FAMILY VALUES: There are some truly disturbing scenes of humans perpetrating dolphin slaughter, as well as some harrowing true-life suspense. The very sensitive little ones, particularly those who love dolphins, should be forewarned that some scenes may be too graphic for them.
TRIVIAL PURSUIT: This documentary inspired a new Animal Planet series called “Blood Dolphin” starring O’Barry; it made its cable debut on the network in advance of the new series.

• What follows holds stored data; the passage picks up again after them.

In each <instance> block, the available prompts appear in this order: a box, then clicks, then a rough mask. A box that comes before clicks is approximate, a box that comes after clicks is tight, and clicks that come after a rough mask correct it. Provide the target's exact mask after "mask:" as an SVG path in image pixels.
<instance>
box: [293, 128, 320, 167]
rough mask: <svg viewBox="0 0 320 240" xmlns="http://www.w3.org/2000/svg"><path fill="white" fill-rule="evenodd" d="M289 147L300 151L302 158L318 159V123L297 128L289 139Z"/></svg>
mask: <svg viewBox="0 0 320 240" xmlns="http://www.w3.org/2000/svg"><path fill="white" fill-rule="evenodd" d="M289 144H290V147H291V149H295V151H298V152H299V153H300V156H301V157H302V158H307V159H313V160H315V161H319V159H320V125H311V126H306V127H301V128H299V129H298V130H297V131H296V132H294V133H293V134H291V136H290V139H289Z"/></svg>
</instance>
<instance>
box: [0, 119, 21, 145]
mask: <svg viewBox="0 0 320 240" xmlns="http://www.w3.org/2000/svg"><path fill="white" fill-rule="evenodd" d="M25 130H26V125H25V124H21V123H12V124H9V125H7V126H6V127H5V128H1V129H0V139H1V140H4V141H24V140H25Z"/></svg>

NOTABLE DVD EXTRAS: There’s an informative piece on the effects of Mercury poisoning, as well as some additional details on the special cameras used in the making of the film.
FINAL RATING: 9/10
I don’t think it’s right that everyone seems to like this movie. The problem is not that killing dolphins and whales is inherently immoral. The makers of The Cove seem to take this as fact and jump right into a Joseph Campbell-esque good vs. evil narrative. In the process, the filmmakers unfortunately repulse many thoughtful, potentially sympathetic viewers. The real problem with Japanese consumption of whale and dolphin meat is that the Japanese are taking more than their fair share of a resource that belongs to everybody despite unanimous censure as well as humanitarian, ecological, and public health concerns. Their reasons for doing so are poorly articulated and spurious. The consumption of cetaceans deserves treatment as a serious issue, not as the sensationalistic propaganda for which the environmental movement is sadly notorious.
Please read my review of The Cove:
Dolphin intelligence is second only to human intelligence on the planet, which by itself should give us pause about killing them; it is certainly possible they could evolve further. Beyond that, the killing of dolphins as depicted in The Cove is unnecessary; it would be just as easy for the fishermen to release those not selected back to sea. Dolphin meat is highly contaminated with mercury and continued consumption of it can lead to mercury poisoning. As the filmmakers pointed out, the Japanese don’t eat dolphins traditionally; the fishermen of Taiji have resorted to falsely labeling the dolphin meat as whale, which is far less toxic and far more acceptable – and expensive – to the Japanese people. If it were such a deep part of the culture, why would they have to lie about it?
I agree that the Japanese are overfishing the cetacean popularion, but further the point is that every other country on the planet has agreed not to hunt whale and Japan continues to do so despite international objection and pressure to stop. However, to say that the killing of dolphins is not inherently immoral is a point I cannot agree with. Dolphins are able to communicate with one another, engage in complex play behavior and some species have even been observed employing the use of tools. While ongoing studies into self-awareness has been inconclusive, there is at least evidence suggesting that dolphins, alone among all other animals, may be self-aware.
Dolphins have the capacity to mimic and even improve upon learned behavior. That puts them roughly at the same development as a human toddler. I wouldn’t advocate the killing of toddlers is moral and for that reason I cannot agree that the killing of dolphins is moral either.